Virtually everyone has bad driving lessons, I remember a particularly hated spot where I would often get into difficulty, it was a hill start at a crossroad junction where you had to give way at a stop sign and even though I'd coped okay with worse junctions this particular junction seemed cursed and I'd always get very anxious when approaching it. I would usually panic and stall the vehicle there, embarrassing myself with loads of annoyed drivers behind who I'd also fear rolling back into lol! After going to this spot and failing miserably it would sometimes effect me for the rest of the lesson as I'd constantly keep mulling over it making further mistakes. I overcome it eventually, but even after I'd passed my test and was driving for years I still didn't like the junction.

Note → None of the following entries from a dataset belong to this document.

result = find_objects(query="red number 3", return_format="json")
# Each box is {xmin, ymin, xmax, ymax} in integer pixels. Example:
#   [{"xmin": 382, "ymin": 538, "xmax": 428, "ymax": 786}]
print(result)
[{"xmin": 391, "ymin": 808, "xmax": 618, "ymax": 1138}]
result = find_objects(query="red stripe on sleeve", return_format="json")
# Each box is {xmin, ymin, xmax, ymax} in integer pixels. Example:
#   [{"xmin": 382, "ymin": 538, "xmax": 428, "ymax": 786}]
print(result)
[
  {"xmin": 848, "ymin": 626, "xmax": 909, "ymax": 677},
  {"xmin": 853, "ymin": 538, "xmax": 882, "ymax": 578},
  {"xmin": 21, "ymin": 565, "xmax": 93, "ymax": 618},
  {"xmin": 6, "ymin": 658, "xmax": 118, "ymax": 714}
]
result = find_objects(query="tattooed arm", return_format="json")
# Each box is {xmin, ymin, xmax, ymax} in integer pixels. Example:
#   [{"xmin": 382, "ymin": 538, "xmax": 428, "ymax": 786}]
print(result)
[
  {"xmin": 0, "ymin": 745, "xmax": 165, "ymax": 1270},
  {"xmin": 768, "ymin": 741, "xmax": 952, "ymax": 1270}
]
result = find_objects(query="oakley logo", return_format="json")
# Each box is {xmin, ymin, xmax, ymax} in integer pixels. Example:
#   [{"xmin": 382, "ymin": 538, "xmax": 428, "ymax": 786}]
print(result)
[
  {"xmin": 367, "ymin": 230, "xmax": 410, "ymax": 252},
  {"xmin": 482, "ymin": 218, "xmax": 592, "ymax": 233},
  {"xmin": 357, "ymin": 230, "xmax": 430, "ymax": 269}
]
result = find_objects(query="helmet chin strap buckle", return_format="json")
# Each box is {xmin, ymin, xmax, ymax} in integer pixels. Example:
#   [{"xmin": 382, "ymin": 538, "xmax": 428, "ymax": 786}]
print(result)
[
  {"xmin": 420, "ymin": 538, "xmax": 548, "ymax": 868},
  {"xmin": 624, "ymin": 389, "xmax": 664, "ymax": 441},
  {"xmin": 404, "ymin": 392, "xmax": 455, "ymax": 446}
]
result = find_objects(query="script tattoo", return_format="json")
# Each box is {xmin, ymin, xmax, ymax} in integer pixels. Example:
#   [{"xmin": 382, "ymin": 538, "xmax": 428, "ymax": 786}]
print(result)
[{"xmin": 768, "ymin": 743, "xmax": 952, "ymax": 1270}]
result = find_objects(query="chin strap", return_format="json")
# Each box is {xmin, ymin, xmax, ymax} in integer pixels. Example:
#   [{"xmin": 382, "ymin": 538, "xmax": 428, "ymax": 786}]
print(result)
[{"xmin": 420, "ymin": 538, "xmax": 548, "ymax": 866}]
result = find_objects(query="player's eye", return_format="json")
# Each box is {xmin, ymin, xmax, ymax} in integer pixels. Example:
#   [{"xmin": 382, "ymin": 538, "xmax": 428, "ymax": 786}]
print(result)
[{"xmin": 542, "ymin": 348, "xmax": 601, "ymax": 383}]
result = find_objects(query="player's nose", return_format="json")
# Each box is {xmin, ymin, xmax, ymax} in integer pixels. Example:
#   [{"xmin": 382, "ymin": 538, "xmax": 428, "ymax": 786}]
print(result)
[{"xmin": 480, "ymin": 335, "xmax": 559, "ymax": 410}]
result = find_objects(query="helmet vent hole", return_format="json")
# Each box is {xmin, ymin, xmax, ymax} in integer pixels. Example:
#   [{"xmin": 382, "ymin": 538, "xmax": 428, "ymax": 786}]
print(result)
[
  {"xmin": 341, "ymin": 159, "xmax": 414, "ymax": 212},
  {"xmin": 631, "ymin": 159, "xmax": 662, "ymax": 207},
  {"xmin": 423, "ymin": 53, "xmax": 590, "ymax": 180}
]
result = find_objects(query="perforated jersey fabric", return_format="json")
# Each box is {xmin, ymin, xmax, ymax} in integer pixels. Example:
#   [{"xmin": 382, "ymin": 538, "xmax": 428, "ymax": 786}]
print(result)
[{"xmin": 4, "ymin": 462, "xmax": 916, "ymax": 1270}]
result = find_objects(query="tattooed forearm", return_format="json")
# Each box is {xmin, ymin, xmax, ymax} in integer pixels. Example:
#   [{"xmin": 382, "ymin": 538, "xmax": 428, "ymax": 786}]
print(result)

I remember once when I was driving not long after I'd passed my test when a learner driver kept stalling the vehicle at a set of traffic lights and when the lights turned back to red without anyone getting through a driver behind started getting angry, repeatedly banging his horn and shouting even though he could see it was clearly a learner driver in a very well marked driving school vehicle just in front of him. This is obviously not only inconsiderate, but also against the law and you have to be especially patient of learner drivers. His inappropriate behaviour seemed to make the learner worse and she was there struggling for quite a while. The funny part of the story however is unbeknown to the impatient man a couple of cars back just behind me in the queue was a police car with 2 officers who witnessed the whole thing, one officer got out of the vehicle and showed up at his car window while he was still kicking off, this suddenly shut him up and the officer demanded that he pulled over at the other side of the lights in a safe place when he was almost certainly booked lol! Obviously the officer had no issue with the learner driver who did finally pull away successfully shortly after the officer had intervened. Every driver has to learn and most qualified drivers have also been in embarrassing situations when they were learning. It's nice sometimes to see people get their just deserves, shame it doesn't happen a lot more often.